C++ and Python give different results

Dmitry · August 11, 2021, 10:14am

I’m trying to create python module on C++ with using the model, which works well in Python. But in C++ it gives bad result on the same machine.

Python code:

lib = tvm.runtime.load_module("lib/deploy_lib.tar.so")
dev = tvm.opencl()
m = graph_executor.GraphModule(lib["default"](dev))
m.set_input('input', tvm.nd.array(a))
m.run()
masks = m.get_output(0).numpy()
best = (masks[0]*-1).argsort(axis=0)[:6, :, :]
mask = best[0]

C++ code:

class Segmentator  
{  
        private:  
            std::vector<int64_t> input_shape;  
            std::vector<int64_t> output_shape;  

            DLDevice dev;
            tvm::runtime::Module module;
            tvm::runtime::Module gmod;
            tvm::runtime::PackedFunc _set_input;
            tvm::runtime::PackedFunc _get_output;
            tvm::runtime::PackedFunc _run;

            tvm::runtime::NDArray input;
            tvm::runtime::NDArray output;
            boost::python::numpy::ndarray output_np;
        public:
            Segmentator(std::string filename, boost::python::list input_shape,
                        boost::python::list output_shape, 
                        const boost::python::numpy::ndarray& dummy_output) :
            output_np(dummy_output)
            {
              this->input_shape = std::vector<int64_t>(4);
              this->output_shape = std::vector<int64_t>(4);

              for (int i = 0; i< 4; i++)
              {
                this->input_shape[i] = int64_t(boost::python::extract<int64_t>(input_shape[i]));
                this->output_shape[i] = int64_t(boost::python::extract<int64_t>(output_shape[i]));
              }
              // load in the library
              dev = DLDevice{kDLOpenCL, 0};
              module = tvm::runtime::Module::LoadFromFile(filename);
              // create the graph executor module
              gmod = module.GetFunction("default")(dev);
              _set_input = gmod.GetFunction("set_input");
              _get_output = gmod.GetFunction("get_output");
              _run = gmod.GetFunction("run");

              input = tvm::runtime::NDArray::Empty(this->input_shape, 
                                                    DLDataType{kDLFloat, 32, 1}, dev);

              output = tvm::runtime::NDArray::Empty(this->output_shape, 
                                                    DLDataType{kDLFloat, 32, 1}, dev);
            };
            void set_input(boost::python::numpy::ndarray input_)
            {
                                  this->input.CopyFromBytes(input_.get_data(),
                                  this->input_shape[0]*this->input_shape[1]*
                                  this->input_shape[2]*this->input_shape[3]*4);
                                  _set_input("input", this->input);
            };

            void run()
            {
              _run();
            };

            boost::python::numpy::ndarray get_output()
            { 
              _get_output(0, output);
              

              output.CopyToBytes(output_np.get_data(), output_shape[0]*
                                                       output_shape[1]*
                                                       output_shape[2]*
                                                       output_shape[3]*
                                                       4);
              return output_np;
            };
    };

And Python code which uses it:

import segmentator
...

segmentator = segmentator.Segmentator('./lib/deploy_lib.tar.so', [1, 3, 224, 224], [1, 264, 224, 224], b)
segmentator.set_input(a)
segmentator.run()
masks = segmentator.get_output()
best = (masks[0]*-1).argsort(axis=0)[:6, :, :]
    mask = best[0]

I checked input_ in set_input.

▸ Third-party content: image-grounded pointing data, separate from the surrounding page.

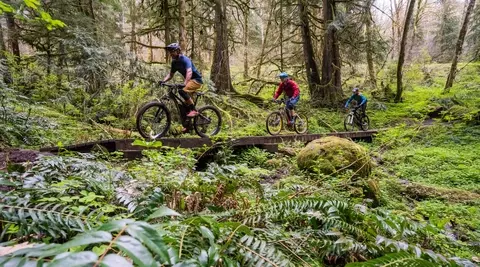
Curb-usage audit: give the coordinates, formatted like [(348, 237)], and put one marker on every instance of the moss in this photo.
[(421, 192), (332, 155)]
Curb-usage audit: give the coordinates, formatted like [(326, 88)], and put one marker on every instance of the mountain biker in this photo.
[(292, 91), (360, 99), (193, 78)]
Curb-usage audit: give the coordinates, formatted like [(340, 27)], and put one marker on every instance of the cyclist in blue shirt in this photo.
[(193, 78), (360, 99)]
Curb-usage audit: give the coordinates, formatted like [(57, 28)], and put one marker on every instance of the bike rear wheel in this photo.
[(349, 122), (274, 123), (208, 122), (365, 123), (153, 120), (301, 124)]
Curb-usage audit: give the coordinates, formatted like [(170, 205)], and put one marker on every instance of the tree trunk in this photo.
[(13, 36), (133, 19), (330, 89), (166, 14), (182, 24), (220, 74), (371, 66), (416, 24), (401, 56), (7, 76), (150, 49), (281, 35), (265, 38), (245, 43), (60, 65), (310, 64), (458, 48)]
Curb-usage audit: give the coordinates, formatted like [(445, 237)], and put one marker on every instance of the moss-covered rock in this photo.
[(332, 155)]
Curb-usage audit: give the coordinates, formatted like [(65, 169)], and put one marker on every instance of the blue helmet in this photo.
[(173, 46), (283, 75)]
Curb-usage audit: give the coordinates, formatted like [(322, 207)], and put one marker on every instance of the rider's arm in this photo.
[(364, 100), (348, 101), (168, 77), (278, 92), (188, 68), (296, 90)]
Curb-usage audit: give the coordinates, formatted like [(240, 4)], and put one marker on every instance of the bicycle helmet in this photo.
[(173, 47), (283, 75)]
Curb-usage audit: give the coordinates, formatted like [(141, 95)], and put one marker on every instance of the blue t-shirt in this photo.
[(182, 64)]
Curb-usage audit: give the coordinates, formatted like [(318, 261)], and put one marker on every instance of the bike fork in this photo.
[(159, 112)]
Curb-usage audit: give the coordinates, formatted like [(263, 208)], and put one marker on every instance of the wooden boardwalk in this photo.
[(268, 142)]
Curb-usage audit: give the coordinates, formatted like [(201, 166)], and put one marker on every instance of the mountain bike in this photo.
[(154, 118), (355, 118), (275, 120)]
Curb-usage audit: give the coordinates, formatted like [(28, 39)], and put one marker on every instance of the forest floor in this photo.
[(429, 175)]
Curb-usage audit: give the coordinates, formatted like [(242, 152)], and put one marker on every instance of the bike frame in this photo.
[(356, 116), (283, 109), (179, 103)]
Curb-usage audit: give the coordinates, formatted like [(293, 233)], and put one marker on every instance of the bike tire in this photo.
[(301, 124), (202, 119), (141, 115), (277, 117), (346, 123), (365, 123)]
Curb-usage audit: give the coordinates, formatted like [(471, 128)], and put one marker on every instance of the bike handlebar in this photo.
[(173, 86)]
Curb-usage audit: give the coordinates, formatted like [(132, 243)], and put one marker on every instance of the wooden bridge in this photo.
[(269, 143)]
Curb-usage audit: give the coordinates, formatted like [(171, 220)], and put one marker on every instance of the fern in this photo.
[(46, 219), (396, 259), (258, 252)]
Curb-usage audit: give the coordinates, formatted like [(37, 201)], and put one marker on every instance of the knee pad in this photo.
[(184, 94)]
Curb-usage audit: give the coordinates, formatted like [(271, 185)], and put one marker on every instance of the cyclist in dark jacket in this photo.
[(193, 78), (292, 91), (360, 99)]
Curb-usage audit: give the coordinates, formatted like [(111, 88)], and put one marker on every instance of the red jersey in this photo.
[(290, 87)]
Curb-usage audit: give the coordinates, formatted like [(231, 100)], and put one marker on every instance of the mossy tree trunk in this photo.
[(401, 56), (458, 48)]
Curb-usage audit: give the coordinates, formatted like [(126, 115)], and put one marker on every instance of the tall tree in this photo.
[(459, 46), (246, 15), (182, 24), (13, 35), (474, 35), (330, 89), (369, 44), (313, 77), (220, 73), (7, 77), (446, 33), (416, 31), (403, 44)]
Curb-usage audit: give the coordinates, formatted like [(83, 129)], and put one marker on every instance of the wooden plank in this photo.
[(126, 144)]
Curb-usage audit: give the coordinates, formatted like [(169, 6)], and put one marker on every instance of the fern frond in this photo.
[(258, 252), (396, 259), (46, 219)]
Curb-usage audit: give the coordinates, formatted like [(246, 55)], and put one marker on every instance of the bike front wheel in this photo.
[(274, 123), (208, 122), (348, 123), (153, 120), (301, 124)]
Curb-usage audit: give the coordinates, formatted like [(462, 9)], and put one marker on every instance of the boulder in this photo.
[(332, 155)]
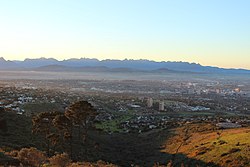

It’s the same in python and C++. So it’s not an issue with conversion of numpy.ndarray to boost::numpy::ndarray.

Dmitry · August 11, 2021, 11:09am

I was wrong a little. If I check on new array like this:

boost::python::numpy::ndarray test_np = boost::python::numpy::zeros(boost::python::make_tuple(this->input_shape[0],
                                                                            this->input_shape[1],
                                                                            this->input_shape[2],
                                                                            this->input_shape[3]),
                                                  boost::python::numpy::dtype::get_builtin<float>());


this->input.CopyToBytes(test_np.get_data(),
                              this->input_shape[0]*this->input_shape[1]*
                              this->input_shape[2]*this->input_shape[3]*4);
std::cerr<<boost::python::extract<char const *>(boost::python::str(test_np))<<std::endl;

It is not equal to input. But I still don’t know what did I do wrong.

Dmitry · August 11, 2021, 11:55am

TVMSynchronize(kDLOpenCL, 0, NULL);
Doesn’t work for me too.

Dmitry · August 11, 2021, 1:16pm

The problem was in data format of multidimensional np.ndarray and boost::python::numpy::ndarray. Running Same code with ‘a.reshape((-1))’ instead of just ‘a’ solved problem.